Muhayyel metindeki bu ibare, şimdi görülmekte olan Balyoz davasının ek klasörlerinde yer alıyor, ben de oradan aldım.
Başbakan’ın bir gün önce MİT’ten öğrendiği ikinci bilgi ise muhayyel metinde şöyle ifade ediliyordu:
“MİT’teki 1. Ordu belgeleri arasında, Mart 2003’te oluşturulmuş bir ‘İstanbul’daki sinagoglar’ listesi varmış. 24 sinagoglu bu listede sadece ikisi kırmızıyla yazılıymış ve o iki sinagog, 15 kasımda bombalanan Neve Şalom ve Beth İsrael’miş.”
Keza bu belge de yedi yıl sonra, 2010’da açılan Balyoz davasının klasörlerinde yer alacak, hatta davanın bir numaralı sanığı olan Çetin Doğan’ın karşısına soru suretinde çıkacaktı.
Savcı, Doğan’a yalnız “kırmızıyla işaretli sinagoglar”ı değil, davanın önemli sanıklarından biri olan Tuğgeneral Süha Tanyeri’nin kaleminden çıktığı iddia edilen bir başka belgede yer alan “Gökkuşağı Deterjan” ibaresini de sormuştu.
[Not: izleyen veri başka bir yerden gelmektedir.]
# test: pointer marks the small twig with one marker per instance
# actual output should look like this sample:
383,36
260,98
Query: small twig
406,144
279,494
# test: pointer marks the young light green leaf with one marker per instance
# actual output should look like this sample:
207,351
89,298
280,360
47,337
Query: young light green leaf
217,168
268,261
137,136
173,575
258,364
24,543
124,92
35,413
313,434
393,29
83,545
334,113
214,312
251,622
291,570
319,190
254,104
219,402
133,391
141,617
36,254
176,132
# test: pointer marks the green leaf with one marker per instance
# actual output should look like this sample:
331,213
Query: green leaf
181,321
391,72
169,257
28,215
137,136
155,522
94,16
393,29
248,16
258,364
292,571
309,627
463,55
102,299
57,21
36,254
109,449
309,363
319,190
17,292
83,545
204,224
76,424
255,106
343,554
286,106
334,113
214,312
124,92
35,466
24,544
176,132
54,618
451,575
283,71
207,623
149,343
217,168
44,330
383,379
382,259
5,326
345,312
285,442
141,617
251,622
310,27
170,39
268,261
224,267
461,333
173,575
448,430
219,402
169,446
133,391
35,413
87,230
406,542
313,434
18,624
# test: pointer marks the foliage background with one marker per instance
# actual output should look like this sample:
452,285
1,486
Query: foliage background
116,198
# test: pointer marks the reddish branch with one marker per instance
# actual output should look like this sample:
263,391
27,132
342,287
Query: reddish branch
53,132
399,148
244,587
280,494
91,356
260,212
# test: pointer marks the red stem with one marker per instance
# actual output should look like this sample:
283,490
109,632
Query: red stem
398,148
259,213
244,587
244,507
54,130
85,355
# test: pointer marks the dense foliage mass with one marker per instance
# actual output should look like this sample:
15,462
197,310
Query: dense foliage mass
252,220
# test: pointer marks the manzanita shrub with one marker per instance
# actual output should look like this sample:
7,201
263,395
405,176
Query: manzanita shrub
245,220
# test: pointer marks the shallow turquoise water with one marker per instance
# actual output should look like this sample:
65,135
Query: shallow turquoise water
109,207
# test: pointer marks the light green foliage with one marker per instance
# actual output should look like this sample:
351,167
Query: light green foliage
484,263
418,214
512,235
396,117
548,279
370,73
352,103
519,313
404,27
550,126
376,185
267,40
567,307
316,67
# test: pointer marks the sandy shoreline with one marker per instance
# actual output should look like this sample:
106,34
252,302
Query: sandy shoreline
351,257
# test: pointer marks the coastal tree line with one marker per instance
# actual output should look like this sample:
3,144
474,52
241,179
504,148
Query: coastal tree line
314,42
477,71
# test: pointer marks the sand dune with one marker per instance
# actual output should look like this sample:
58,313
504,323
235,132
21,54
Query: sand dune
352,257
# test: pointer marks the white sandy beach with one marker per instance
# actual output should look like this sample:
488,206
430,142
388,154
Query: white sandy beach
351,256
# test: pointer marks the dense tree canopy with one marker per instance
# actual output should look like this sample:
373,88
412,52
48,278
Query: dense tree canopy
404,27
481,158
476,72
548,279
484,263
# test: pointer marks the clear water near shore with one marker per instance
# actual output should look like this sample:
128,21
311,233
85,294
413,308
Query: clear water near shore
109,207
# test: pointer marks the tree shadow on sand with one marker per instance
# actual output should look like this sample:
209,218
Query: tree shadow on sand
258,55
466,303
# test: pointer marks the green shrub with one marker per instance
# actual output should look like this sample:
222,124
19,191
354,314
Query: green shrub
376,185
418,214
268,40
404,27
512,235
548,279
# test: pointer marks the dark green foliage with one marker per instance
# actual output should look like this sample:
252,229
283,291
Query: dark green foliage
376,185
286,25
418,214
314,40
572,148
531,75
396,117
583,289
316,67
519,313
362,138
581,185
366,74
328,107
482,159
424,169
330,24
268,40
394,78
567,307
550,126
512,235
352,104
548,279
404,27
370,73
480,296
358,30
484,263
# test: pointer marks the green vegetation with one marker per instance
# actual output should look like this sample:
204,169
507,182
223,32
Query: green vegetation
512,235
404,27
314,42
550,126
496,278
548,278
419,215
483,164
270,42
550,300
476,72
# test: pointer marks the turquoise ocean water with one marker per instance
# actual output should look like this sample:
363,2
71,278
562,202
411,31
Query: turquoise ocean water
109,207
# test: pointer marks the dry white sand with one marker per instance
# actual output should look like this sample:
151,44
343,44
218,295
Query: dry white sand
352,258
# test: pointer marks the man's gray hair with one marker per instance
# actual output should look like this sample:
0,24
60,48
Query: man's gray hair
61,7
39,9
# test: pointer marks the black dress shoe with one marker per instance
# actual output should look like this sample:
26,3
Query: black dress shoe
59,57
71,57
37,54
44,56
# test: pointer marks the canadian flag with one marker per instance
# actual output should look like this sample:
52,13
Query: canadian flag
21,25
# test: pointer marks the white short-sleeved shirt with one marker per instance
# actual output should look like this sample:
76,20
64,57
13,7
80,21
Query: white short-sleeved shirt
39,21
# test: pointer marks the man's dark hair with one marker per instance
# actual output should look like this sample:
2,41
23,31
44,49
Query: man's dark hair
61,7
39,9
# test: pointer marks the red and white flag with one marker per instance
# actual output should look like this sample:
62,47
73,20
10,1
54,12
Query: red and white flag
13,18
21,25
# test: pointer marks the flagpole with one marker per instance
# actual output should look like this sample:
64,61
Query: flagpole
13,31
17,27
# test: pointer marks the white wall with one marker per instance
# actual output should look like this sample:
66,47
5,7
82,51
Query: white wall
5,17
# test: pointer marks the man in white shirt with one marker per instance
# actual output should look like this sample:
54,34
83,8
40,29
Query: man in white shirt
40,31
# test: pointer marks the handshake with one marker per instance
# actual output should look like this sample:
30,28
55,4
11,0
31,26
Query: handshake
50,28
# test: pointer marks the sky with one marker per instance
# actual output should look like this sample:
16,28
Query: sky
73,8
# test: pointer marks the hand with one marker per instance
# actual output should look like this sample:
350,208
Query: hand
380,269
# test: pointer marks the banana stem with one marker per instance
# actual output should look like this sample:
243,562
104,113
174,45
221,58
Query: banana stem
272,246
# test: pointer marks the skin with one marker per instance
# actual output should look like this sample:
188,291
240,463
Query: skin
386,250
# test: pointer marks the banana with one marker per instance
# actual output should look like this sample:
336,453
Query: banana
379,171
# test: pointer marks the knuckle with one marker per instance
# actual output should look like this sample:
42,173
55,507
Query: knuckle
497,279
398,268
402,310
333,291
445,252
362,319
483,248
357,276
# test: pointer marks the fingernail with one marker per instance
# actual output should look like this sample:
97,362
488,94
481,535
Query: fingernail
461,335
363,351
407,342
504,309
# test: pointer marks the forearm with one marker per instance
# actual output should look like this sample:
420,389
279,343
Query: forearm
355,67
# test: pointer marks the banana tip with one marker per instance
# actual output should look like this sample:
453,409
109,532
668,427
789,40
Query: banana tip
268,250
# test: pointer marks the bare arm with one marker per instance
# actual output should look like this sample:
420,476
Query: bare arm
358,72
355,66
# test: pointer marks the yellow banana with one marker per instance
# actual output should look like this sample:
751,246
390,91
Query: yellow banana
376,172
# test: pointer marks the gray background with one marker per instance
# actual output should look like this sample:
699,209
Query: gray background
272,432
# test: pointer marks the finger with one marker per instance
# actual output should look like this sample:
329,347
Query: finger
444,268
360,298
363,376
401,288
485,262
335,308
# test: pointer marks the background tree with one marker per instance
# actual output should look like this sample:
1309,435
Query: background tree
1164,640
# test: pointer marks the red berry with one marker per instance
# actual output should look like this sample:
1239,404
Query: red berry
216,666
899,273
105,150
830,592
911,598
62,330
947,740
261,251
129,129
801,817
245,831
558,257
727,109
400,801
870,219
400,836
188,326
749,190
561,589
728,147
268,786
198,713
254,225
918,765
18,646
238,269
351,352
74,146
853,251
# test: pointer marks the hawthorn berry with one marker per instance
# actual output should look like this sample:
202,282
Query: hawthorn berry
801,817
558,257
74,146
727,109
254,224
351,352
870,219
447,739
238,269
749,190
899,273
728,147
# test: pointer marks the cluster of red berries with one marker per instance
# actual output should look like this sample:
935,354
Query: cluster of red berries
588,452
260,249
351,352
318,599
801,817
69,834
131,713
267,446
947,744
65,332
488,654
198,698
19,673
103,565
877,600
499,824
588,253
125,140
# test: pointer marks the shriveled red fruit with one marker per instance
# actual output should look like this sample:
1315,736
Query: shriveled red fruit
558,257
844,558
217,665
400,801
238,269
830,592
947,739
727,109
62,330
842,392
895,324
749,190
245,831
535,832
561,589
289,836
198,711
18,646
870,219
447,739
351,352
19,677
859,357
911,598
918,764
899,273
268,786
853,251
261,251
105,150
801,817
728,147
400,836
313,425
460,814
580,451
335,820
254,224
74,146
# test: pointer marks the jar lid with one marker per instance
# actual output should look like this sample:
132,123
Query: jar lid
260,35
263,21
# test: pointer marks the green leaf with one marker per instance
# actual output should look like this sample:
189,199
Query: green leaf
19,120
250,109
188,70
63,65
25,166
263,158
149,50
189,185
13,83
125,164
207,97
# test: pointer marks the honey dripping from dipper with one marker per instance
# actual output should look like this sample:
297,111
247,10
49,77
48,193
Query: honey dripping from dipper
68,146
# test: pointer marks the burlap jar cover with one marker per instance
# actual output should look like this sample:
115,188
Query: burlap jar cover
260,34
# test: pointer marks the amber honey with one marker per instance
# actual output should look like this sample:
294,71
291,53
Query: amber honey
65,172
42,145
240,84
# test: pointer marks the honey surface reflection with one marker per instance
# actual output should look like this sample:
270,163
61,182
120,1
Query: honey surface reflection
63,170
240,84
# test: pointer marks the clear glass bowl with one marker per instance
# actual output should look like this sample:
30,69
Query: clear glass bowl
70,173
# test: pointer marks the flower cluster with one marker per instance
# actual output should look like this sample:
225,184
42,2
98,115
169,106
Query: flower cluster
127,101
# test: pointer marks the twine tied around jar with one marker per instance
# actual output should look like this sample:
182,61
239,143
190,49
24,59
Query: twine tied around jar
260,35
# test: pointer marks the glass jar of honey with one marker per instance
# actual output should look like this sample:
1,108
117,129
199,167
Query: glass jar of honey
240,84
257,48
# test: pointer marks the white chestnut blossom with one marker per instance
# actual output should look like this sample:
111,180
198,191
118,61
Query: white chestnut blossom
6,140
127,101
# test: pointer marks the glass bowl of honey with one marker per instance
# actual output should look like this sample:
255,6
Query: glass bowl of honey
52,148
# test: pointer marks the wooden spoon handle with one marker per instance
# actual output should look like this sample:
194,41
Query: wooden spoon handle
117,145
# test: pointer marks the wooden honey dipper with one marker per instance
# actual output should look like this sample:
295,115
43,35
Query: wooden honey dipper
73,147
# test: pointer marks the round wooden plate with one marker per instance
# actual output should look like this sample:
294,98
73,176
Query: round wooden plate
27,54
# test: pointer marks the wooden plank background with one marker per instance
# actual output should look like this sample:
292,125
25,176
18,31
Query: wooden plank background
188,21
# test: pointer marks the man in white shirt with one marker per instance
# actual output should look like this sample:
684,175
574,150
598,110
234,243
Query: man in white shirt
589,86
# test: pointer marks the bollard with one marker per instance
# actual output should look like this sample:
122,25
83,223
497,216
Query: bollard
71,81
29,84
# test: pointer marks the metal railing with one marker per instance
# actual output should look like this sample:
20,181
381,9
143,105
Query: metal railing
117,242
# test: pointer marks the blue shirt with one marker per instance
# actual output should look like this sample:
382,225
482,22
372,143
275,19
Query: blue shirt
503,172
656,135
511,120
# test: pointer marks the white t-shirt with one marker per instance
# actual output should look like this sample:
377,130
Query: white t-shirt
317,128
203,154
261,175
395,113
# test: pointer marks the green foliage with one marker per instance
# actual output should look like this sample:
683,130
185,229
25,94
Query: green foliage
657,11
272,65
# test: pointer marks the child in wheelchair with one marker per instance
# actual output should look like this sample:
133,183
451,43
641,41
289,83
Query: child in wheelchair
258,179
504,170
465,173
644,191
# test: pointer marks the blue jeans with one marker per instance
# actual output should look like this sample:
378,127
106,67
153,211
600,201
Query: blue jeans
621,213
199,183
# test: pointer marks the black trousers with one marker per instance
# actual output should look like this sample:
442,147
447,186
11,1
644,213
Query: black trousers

Çünkü, 2003 saldırıları soruşturmasında, sinagoglara saldırıda kullanılan bombaların İkitelli’deki “Gökkuşağı Deterjan” fabrikasında imal edildiği ortaya çıkarılmıştı.
Muhayyel metne “Gökkuşağı Deterjan”ı eklemeyi unutmuşum... Şemdi onu da katarak, MİT’in, herkes “dinci terör”le uğraşırken bir koşu Başbakan’a Ergenekon raporu sunmasına ilişkin tahminimi sizinle paylaşabilirim:
İki sinagogun kırmızıyla yazıldığı sinagoglar listesini saldırılardan önce ele geçiren MİT, 15 kasımdaki saldırılarda bu iki sinagog bombalanınca, üstelik de bombaların “Gökkuşağı Deterjan” adlı fabrikada üretildiğini öğrenince bağlantıyı kurmuş ve durumu ivedi olarak Başbakan’a bildirmiş olmalı.
2 Aralık 2003’teki 'tuhaf' konuşma
Geldik sona, yani Başbakan’ın 2 Aralık 2003’te partisinin Meclis grubunda yaptığı “tuhaf” konuşmaya...
Konu tabii ki 15-20 kasım bombalamalarıydı... Fakat o güne kadar “dinci terör”den başka bir şeyden söz etmeyen Başbakan bu defa çok farklı şeyler söylemekte, “Vakti saati geldiğinde fikir, düşünce planında, demokrasi çerçevesi içinde hesaplaşacakları” birilerine işaret etmekteydi... Üstelik“bunun da belgesi, bilgisi, delilleri, her şeyi elimizdedir” demekteydi.
Muhayyel metinde, bu sözleri, Başbakan’ın ağzından, “çıktım, Meclis’te böyle konuştum” diyerek vermiştim... Buna da somut referans istemeyeceksiniz herhalde, isteyen Meclis tutanaklarını açsın, 2 Aralık 2003 bölümünü okusun.
Şimdi söyleyin: Sizce, o gün Başbakan’ı bu tarzda, bu tuhaflıkta konuşturan şey, önceki yazıda muhayyel bir metinle, bugün de somut referanslarla anlattığım hikâyeden başka ne olabilir?